Par L'union -

Une aide d’1M € sur les fonds du CRSD permettra à l’Ensam d’implanter une presse de 1 300 tonnes. "Avant le coulage « traditionnel » de la fonte, le manipulateur retire la crasse des impuretés dans le métal en fusion à 1 400° C. "- Archive Christian LantenoisPhotographe: Archive Christian Lantenois



Le soutien de la recherche et de l’excellence est l’un des axes forts du Contrat de redynamisation du site de Défense (CRSD). Sans surprise, Le centre châlonnais de la prestigieuse école des Arts et Métiers ParisTech (Ensam) est l’une des institutions qui profite le plus de cette manne financière.

Lors de sa réunion mensuelle de décembre, le comité de pilotage du CRSD a acté, hier, une aide de 1 062 920 € hors taxe sur un investissement global de 1 328 650 € pour… édifier un nouveau bâtiment au sein du site historique des Gadz’arts.
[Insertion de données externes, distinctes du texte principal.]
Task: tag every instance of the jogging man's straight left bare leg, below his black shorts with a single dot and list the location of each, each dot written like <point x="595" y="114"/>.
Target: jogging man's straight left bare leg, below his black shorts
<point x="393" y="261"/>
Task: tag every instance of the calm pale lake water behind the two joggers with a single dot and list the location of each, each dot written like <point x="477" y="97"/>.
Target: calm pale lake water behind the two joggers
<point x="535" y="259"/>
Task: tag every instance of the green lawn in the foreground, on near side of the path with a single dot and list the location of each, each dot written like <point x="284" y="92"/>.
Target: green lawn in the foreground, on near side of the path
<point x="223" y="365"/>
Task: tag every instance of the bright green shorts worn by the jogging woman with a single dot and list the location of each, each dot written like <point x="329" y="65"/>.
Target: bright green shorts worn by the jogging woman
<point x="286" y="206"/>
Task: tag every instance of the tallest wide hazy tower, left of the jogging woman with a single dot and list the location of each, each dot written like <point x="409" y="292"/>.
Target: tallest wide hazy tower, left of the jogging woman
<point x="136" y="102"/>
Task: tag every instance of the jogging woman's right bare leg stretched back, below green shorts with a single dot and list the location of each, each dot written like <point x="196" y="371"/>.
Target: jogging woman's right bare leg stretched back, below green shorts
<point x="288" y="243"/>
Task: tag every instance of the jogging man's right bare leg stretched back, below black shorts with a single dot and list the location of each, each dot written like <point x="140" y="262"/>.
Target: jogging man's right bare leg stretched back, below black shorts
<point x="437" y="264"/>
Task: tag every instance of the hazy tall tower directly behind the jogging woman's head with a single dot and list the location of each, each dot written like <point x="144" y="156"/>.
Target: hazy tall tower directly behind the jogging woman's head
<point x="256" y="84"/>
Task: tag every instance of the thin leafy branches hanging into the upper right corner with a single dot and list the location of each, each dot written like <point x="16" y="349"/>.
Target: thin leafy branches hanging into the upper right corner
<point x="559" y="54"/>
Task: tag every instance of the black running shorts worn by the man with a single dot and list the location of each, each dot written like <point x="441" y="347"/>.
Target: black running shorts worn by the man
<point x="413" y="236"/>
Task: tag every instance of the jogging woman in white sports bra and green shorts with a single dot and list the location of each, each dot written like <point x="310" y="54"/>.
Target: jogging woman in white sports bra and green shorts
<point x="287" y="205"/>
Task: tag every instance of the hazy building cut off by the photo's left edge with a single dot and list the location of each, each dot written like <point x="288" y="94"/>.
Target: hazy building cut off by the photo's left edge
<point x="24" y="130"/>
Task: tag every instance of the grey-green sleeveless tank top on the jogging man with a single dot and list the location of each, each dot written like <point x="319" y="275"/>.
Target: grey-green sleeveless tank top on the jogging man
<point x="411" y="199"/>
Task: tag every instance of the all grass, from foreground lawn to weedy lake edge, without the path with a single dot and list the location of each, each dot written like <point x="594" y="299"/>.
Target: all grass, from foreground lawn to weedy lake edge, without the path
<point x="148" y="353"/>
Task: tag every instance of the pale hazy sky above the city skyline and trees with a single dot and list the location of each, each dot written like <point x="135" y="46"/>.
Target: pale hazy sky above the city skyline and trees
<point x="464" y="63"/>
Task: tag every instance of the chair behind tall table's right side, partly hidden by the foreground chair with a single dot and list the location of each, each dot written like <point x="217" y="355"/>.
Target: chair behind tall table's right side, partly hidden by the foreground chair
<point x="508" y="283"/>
Un soutien pour de l’immobilier ? « Ce n’est possible que pour des projets de filière », explique Jean-François Hesry, directeur de la mission CRSD.

En l’occurrence, la création d’une plate-forme industrielle de fonderie ultra-performante qui requiert « une presse de 1 300 tonnes ; les locaux actuels ne peuvent l’accueillir, vu sa hauteur. Cette première phase comprend aussi l’aménagement du bâtiment, notamment un pont roulant. » Le permis de construire est sur le point d’être déposé ainsi que la demande d’une seconde aide pour le projet industriel proprement dit.
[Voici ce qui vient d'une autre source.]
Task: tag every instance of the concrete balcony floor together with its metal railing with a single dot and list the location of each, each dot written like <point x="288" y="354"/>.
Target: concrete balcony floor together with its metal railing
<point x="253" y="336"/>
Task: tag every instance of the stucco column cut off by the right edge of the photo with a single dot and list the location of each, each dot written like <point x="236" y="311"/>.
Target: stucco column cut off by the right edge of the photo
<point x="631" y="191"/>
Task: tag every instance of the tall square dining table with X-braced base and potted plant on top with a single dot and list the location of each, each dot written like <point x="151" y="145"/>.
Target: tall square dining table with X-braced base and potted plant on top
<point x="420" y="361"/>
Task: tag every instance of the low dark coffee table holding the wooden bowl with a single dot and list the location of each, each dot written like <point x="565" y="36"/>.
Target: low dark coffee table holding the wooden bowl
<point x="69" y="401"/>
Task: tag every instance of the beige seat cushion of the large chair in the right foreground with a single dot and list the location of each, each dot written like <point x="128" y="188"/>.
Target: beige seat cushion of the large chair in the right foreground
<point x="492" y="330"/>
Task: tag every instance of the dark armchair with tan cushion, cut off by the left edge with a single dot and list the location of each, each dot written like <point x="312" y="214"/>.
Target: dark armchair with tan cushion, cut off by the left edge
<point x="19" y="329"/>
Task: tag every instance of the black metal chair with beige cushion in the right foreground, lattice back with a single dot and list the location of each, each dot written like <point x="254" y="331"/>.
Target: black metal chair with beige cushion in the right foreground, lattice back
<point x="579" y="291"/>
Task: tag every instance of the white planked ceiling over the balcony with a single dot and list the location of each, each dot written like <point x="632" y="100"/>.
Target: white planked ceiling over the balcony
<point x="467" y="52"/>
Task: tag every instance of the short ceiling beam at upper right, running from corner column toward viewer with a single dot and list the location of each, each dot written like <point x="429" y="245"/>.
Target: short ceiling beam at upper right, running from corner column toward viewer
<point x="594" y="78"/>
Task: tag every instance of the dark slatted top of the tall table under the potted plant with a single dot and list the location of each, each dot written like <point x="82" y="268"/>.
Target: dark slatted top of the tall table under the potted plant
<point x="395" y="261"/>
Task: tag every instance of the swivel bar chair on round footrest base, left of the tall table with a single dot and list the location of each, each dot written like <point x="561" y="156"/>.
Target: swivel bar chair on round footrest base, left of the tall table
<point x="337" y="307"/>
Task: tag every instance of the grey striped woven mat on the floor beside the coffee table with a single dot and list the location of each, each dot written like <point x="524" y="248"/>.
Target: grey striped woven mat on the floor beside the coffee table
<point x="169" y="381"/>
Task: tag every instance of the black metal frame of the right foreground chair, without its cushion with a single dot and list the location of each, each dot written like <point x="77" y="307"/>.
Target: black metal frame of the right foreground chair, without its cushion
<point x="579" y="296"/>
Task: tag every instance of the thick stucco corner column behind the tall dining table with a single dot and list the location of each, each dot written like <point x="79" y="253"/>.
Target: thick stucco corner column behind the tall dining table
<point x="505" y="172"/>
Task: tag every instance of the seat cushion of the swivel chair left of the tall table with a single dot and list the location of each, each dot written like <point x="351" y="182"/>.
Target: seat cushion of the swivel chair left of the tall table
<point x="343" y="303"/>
Le projet consiste à mettre en place un pilote industriel de fonderie sous pression, unique sur le territoire français

Selon le communiqué de presse, il consiste « à mettre en place un pilote industriel de fonderie sous pression, unique sur le territoire français, pour mener des projets de recherche qui permettront aux industriels de garder leur compétitivité à l’échelle mondiale Ces travaux amélioreront le procédé dans une optique d’usine du futur ».

Outre la fameuse presse pour l’injection de métal, un tomographe contrôlera la dimension et la santé des pièces produites, avec fabrication directe des moules métalliques/composites.

Giovanni Radilla, directeur du centre châlonnais de l’Ensam, a annoncé la couleur dès mars 2015 : « Notre vocation est d’avoir des plates-formes cofinancées par les industriels qui bénéficient des avantages que l’on va faire avec. En complémentarité avec le centre de Metz, qui travaille sur le procédé de la forge, le campus de Châlons se positionne sur le procédé de la fonderie. Nous travaillons sur l’élaboration de fonte aux propriétés mécaniques améliorées afin de mettre au point un matériau concurrent de l’acier au niveau des performances et du coût avec des procédés « propres » et durables. » Une production vertueuse qui limitera l’impact environnemental de la production.